A Valtournenche si commemoria il Btg Monte Cervino
Al reparto, celebre per le sue gesta durante la prima e la seconda guerra mondiale, è stata dedicata una cappella che sovrasta il noto centro turistico ai piedi della Gran Becca. Ad essa saliranno gli Alpini, per deporre una corona ai Caduti e celebrare una Messa in loro suffragio. La partenza della sfilata è prevista per le 9:30, mentre la Santa Messa sarà celebrata alle ore 11:30. Nel pomeriggio, la fanfara sezionale e il coro ANA-Monte Cervino si esibiranno per le vie del paese.
In occasione dell’avvenimento, è stata organizzata una conferenza dedicata all’abbé Pierre-Antoine Maquignaz, in programma sabato 1° luglio alle ore 21 presso la sala polivalente di Valtournenche.
L’abbé Maquignaz, tra i fondatori del «Messager Valdôtain», fu uno dei protagonisti della scena culturale valdostana agli inizi degli anni Dieci del Novecento e con lo pseudonimo di “Jacquême” scrisse numerosi racconti, che contribuirono alla fortuna del celebre almanacco. Durante la Grande Guerra, il sacerdote divenne cappellano del Battaglione Aosta e trovò la morte a causa del crollo del Costone della Lora, sul monte Pasubio, insieme al colonnello Testa Fochi e a centinaia di Alpini, nel settembre 1917.

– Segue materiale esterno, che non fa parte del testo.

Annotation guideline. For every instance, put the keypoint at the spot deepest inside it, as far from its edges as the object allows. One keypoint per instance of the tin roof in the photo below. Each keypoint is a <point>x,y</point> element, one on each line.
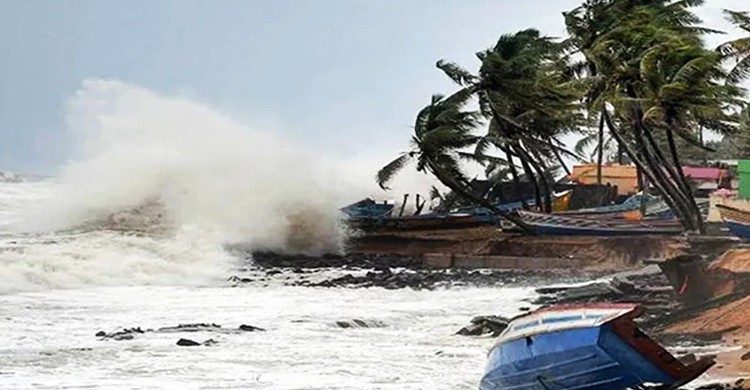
<point>701,173</point>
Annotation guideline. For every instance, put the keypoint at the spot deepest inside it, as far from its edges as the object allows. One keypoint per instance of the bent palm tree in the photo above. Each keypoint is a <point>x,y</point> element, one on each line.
<point>739,49</point>
<point>441,132</point>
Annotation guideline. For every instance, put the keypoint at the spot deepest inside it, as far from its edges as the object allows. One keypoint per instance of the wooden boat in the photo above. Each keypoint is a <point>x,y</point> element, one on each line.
<point>557,225</point>
<point>616,210</point>
<point>591,347</point>
<point>368,208</point>
<point>737,220</point>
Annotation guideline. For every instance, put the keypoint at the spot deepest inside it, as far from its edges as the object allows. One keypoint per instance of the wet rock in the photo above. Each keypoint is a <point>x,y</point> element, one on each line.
<point>361,261</point>
<point>125,334</point>
<point>250,328</point>
<point>483,325</point>
<point>357,323</point>
<point>200,327</point>
<point>187,343</point>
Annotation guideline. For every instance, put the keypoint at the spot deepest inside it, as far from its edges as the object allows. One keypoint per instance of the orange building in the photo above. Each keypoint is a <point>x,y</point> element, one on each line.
<point>622,176</point>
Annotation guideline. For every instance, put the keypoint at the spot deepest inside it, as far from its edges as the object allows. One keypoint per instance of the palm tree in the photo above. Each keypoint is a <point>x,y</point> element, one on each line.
<point>680,92</point>
<point>739,49</point>
<point>619,55</point>
<point>443,130</point>
<point>524,93</point>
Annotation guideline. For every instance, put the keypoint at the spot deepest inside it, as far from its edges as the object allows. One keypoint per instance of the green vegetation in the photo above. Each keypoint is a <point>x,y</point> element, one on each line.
<point>637,71</point>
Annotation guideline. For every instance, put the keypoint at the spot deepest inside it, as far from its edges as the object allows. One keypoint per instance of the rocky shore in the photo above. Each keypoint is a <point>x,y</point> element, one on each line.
<point>647,286</point>
<point>390,272</point>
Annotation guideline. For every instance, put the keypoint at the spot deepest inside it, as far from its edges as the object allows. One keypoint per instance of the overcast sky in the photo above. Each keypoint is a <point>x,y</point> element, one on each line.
<point>344,76</point>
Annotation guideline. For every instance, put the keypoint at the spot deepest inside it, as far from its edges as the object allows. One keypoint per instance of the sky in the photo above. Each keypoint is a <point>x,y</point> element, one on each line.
<point>344,77</point>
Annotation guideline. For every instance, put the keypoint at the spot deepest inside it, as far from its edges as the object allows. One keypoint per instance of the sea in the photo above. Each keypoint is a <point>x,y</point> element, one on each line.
<point>133,230</point>
<point>136,229</point>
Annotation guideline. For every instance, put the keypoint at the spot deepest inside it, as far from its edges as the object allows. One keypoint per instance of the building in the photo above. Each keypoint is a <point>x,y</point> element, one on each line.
<point>625,177</point>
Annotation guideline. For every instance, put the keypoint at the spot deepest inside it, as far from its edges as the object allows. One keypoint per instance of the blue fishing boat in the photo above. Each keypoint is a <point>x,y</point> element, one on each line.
<point>630,204</point>
<point>558,225</point>
<point>584,347</point>
<point>368,208</point>
<point>738,221</point>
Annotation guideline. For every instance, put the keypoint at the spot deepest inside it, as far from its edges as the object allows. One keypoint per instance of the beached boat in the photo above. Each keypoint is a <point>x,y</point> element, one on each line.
<point>615,210</point>
<point>738,221</point>
<point>368,208</point>
<point>558,225</point>
<point>585,347</point>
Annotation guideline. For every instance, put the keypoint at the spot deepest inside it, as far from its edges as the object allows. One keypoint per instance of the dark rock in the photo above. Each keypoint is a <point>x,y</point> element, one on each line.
<point>357,323</point>
<point>483,325</point>
<point>187,343</point>
<point>250,328</point>
<point>199,327</point>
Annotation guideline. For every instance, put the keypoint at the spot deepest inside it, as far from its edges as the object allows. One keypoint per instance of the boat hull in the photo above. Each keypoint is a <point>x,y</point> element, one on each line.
<point>738,229</point>
<point>584,347</point>
<point>593,358</point>
<point>736,220</point>
<point>557,230</point>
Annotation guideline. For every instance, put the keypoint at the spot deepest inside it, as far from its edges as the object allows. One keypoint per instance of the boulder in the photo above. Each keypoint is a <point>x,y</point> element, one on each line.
<point>187,343</point>
<point>483,325</point>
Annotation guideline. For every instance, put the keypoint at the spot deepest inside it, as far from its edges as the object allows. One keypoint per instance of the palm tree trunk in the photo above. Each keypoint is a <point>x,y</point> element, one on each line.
<point>643,185</point>
<point>514,175</point>
<point>681,191</point>
<point>459,190</point>
<point>643,138</point>
<point>682,181</point>
<point>600,152</point>
<point>559,158</point>
<point>542,179</point>
<point>638,161</point>
<point>532,179</point>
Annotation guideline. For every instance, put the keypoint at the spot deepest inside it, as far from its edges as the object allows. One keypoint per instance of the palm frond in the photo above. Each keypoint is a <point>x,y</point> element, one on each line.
<point>389,171</point>
<point>456,73</point>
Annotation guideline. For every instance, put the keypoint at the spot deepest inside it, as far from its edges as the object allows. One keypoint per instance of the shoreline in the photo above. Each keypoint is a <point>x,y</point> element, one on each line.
<point>607,269</point>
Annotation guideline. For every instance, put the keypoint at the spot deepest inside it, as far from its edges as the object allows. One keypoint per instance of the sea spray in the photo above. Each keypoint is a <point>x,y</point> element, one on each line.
<point>207,170</point>
<point>158,185</point>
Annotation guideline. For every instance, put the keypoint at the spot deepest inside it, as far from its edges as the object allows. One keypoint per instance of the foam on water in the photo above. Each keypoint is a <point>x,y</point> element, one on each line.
<point>49,340</point>
<point>215,181</point>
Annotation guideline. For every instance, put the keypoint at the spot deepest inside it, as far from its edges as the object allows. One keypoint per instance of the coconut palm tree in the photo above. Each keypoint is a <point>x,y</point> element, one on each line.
<point>442,132</point>
<point>634,28</point>
<point>524,93</point>
<point>681,91</point>
<point>739,49</point>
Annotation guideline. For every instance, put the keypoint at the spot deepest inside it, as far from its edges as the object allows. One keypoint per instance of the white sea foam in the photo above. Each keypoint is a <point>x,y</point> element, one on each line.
<point>213,180</point>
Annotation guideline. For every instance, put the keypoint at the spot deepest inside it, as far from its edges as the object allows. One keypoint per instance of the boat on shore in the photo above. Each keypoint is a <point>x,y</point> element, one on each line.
<point>591,347</point>
<point>736,220</point>
<point>558,225</point>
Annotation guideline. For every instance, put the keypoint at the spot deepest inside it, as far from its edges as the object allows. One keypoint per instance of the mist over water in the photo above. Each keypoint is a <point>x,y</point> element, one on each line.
<point>156,187</point>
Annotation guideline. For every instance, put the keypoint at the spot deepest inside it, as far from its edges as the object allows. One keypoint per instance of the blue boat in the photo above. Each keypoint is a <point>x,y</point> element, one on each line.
<point>738,221</point>
<point>368,208</point>
<point>630,204</point>
<point>558,225</point>
<point>584,347</point>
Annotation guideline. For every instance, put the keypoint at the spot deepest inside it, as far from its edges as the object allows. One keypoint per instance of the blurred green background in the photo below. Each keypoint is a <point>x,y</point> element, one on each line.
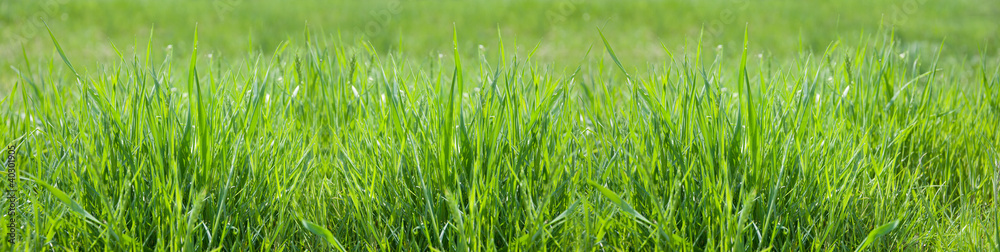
<point>562,30</point>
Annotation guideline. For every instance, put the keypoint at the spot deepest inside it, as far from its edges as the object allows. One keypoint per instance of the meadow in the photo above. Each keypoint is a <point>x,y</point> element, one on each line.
<point>577,125</point>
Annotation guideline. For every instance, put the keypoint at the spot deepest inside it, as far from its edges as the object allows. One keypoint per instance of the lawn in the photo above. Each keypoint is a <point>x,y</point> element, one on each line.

Per ricordare questa importante figura della cultura valdostana e della storia del Battaglione Aosta, l’Associazione Nazionale Alpini, in collaborazione col Comité des Traditions Valdôtaines, propone una conferenza con gli interventi di don Paolo Papone, parroco di Valtournenche, e Laura Grivon, del Comité des Traditions Valdôtaines, che leggerà alcuni passi degli scritti di Jacquême”.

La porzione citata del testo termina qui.